Of course there are elements of horror in it and the dreamlike all of this feeds into music very naturally for me.

[Instrumental Music] TOM CAINS: The story of The Exterminating Angel is that a very well-off bourgeois family have been out for the evening at the opera and they've invited some friends back along with the leading singer of the opera and they arrived back to the house but while they've been travelling back from the opera, the servants of the house have decided that they can't really stay there that something is making them want to get out of that house. By the time the guests all arrive with the host and hostess the house is virtually empty apart from just a few people and they're baffled by this. They sit down and they begin to have dinner.

They leave that dinner and they go into the salon to hear one of their number give a piano recital and as that ends people make to leave it's time to go home it's quite late but each time they try to go they sort of turn around and speak to someone else again or someone calls them and they run over and a conversation starts up again and in this rather circular fashion you realize slowly but surely that no one's actually going anywhere they're not leaving the room.

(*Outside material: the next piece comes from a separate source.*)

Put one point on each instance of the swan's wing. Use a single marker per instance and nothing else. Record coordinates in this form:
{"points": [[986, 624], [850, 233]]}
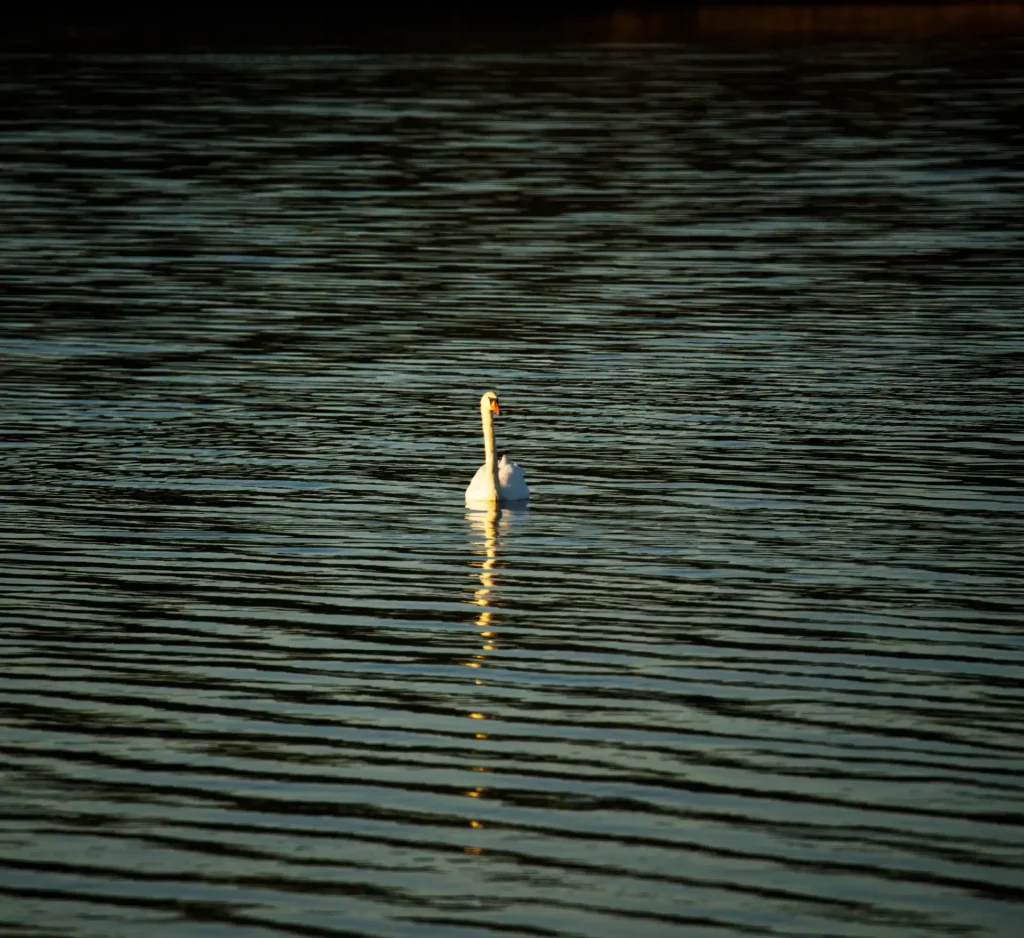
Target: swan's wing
{"points": [[512, 480]]}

Something's stopping them.

The main element of the set consists of a huge doorframe like a sort of threshold that you would have from one room into another. It's a very very exciting piece of scenery because it has its own internal mechanism so that it can float around the stage on its own in any way.

The costumes range from the late 1950s into the early 60s. I would say the main influence is the world of Balenciaga or Dior or the great couture designers.

THOMAS ADÈÈS: This subject I think has led to music which is appropriate for the different characters of the piece.

[Opera singing] I mean one of the things is all the characters on the stage think they're at a elegant party from for most of the first act, so the music needs to allow them to enjoy the party.

There are waltzes, there's melody there should be a feeling of kind of elegance and actually it's an expensive party. I mean it's supposed to be glittering.

But at the same time for the audience who kind of have a sense of what might be happening to them that they've entered a kind of vortex of horror without knowing it. The music has these kind of undertones and it pulls downwards toward these distortions.

[Instrumental music] TOM CAINS: It's I think very very accessible for a new piece of work. It's a complex score obviously but but thrilling.